Il y a une semaine, l’agence de notation Standard & Poor’s (S&P) a annoncé que la cote de crédit du Québec passait de AA- à A+. On ne se fera pas d’illusions: la nouvelle n’a sans doute pas animé vos discussions entre le chocolat de Pâques et la mort du pape.
Le ministre des Finances Eric Girard a assuré que cette décote, une première en 30 ans, n’a eu «aucun impact» et que l’émission d’obligations du Québec, mardi matin, s’est faite sans changement au taux d’intérêt.
En gros, une décote pourrait faire en sorte que la province devra payer plus d’intérêt pour emprunter sur les marchés.
Donc, sujet un peu abstrait, survenu en plein congé pascal et pendant une relâche parlementaire.
On passe à autre chose? Oh que non!
Cette décote entache le gouvernement Legault qui se disait le parti de l’économie.
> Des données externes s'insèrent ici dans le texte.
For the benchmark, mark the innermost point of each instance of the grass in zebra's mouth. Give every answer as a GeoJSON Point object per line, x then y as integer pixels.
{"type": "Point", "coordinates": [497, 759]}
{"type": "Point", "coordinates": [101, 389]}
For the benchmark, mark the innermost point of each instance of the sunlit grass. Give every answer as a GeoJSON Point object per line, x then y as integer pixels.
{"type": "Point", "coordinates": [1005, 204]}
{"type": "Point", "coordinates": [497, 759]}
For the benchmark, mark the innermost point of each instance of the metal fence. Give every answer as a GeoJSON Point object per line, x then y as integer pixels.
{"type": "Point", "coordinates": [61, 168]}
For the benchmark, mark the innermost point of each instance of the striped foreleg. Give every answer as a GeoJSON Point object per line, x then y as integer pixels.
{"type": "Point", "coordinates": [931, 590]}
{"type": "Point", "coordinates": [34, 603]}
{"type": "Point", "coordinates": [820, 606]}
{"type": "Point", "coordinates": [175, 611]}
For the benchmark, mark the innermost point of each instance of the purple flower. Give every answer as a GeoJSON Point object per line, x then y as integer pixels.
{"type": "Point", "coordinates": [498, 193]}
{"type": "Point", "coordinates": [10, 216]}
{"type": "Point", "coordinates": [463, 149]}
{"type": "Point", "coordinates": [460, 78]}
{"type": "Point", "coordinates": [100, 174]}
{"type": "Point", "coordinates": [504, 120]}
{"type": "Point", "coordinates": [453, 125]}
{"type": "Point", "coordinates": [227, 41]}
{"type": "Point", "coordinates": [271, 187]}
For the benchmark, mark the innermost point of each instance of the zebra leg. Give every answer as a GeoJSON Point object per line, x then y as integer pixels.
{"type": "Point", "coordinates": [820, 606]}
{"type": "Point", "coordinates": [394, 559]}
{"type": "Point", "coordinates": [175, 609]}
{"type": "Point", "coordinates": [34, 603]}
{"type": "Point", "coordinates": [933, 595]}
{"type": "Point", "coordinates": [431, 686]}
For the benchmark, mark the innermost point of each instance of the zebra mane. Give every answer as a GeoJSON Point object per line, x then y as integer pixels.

Et le retour après une semaine de pause à l’Assemblée nationale le lui a bien rappelé.
Entre les accusations de «négligence» et «d’incompétence», de la part des oppositions, l’image est dévastatrice pour la CAQ. Elle vient cristalliser l’idée d’un gouvernement qui n’a pas rempli ses promesses sur les plans économique et bureaucratique.
Ce sera une pire nouvelle encore si d’autres agences emboîtaient le pas à S&P.
Mardi, le ministre Girard, qui sera à New York la semaine prochaine, a plaidé que le Québec n’est pas seul à avoir vu sa cote abaissée.
«S&P a une perspective d’ensemble négative sur le Canada», a-t-il indiqué en mêlée de presse à l’Assemblée nationale. «La Colombie-Britannique a été décotée avec une perspective négative, la Nouvelle-Écosse a maintenant une perspective négative, le Nouveau-Brunswick a perdu sa perspective positive, et nous avons eu une décote. Alors, il y a un contexte.»
Oui, il y a un «contexte». Les temps sont durs et incertains pour les finances de tous les gouvernements.
Mais plusieurs décisions n’ont rien à voir avec la présente guerre commerciale.
On peut reprocher bien des choses à Donald Trump, mais il n’a rien à voir dans la décision de la CAQ de mettre des chèques «dans malle» de 400 $ à 600 $ fin 2022.
Pas plus que dans les salaires versés au secteur public. Ni dans les baisses d’impôts. Ni dans la présentation de budgets dans le rouge, bien avant celui de mars dernier.
Troisième lien? Pas de problème!
Mais pendant ce temps, pas de problème, décote ou pas, on est à fond pour le troisième lien.
Aux yeux du gouvernement Legault, il faut le faire coûte que coûte, alors qu’on apprenait l’octroi d’un contrat 46 millions pour des frais d’ingénierie pour le troisième lien le jour même de la décote, mercredi dernier.
Tout va tellement bien, faut croire, que mardi, le gouvernement a lancé un nouvel appel d’offres. Cette fois, 15,2 millions visant à mener des «investigations géotechniques» pour ce projet qui n’existe pas encore.
Mais qu’importe, le premier ministre François Legault y tient, à son troisième lien. Il l’a encore dit mardi en entrevue avec Patrice Roy, à RDI. «Dans la grande région de Québec, on en a besoin d’ici une dizaine d’années. On avance sur ce projet-là.»
Et tout ça pendant que des rénovations ou constructions d’infrastructures en santé et en transport ont mises sur la glace.
«L’économie du Québec va bien», assure François Legault.
Le visage économique de son gouvernement, un peu moins.